I never would have imagined sharing my children with another woman. It’s not really how I pictured my family when I was a naïve little girl. I bet it isn’t how you pictured yours either. This bond we share is difficult to put into words. As I write this message, it has been almost 6 long months since I last saw you face-to-face…through the glass. It has been 8 months since our last heart-to-heart on the phone, and nearly 11 months since you saw our babies. My heart breaks for you. For us.
So much has happened in this year. He turned one and began walking and talking. She is three now and growing more and more beautiful, both inside and out, with each passing day. Many things have happened, but among the heaviest, your parental rights were terminated, and ours (Lord willing) are about to begin.

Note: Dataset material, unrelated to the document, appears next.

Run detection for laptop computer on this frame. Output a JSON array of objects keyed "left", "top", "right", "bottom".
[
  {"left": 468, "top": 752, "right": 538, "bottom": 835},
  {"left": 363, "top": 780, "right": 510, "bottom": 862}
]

It is overwhelmingly difficult and simultaneously heart wrenching and joyous.
Those who don’t understand, frown or shake their heads. They wonder how can parents not WANT their children? How can ANYthing be more important than your children? How could someone DO THIS to a child. I don’t fault them for their questions, but thanks to the Lord’s grace in my life, I found most of my own questions replace with compassion many months ago. I do see the facts. I understand the silent, bewildered head shakes, and I know their silence would break into outrage if they knew the details we know. I cry when I hear it recounted. To realize the depth of what took place and the danger our children were in is mind-boggling.
I can’t say I’ve never been angry with you for it, but anger fades quickly when I look beyond the facts to see you. You – their birth mom. Their first mom. The “right” one (as she once referred to you). You – the friend that I bonded with over long phone calls and frequent texts. The soul I plead to the Lord for Every. Single. Day. You – the other half of my motherhood.
You will carry the weight of brutal consequences for your lifetime. I will carry the weight of our children’s emotions and future heartbreak as they grieve the loss of their first family and celebrate the love of their forever family. I hope we can carry some of that together. I hope they can know you, someday.
In the meantime, I know that your heart breaks, your eyes flood with tears, and you long to hold the sweet babies I will be holding. I’m sorry for your hurt and your loss. I will hug and kiss them twice as much, knowing that two Mommas love them – with all that we are.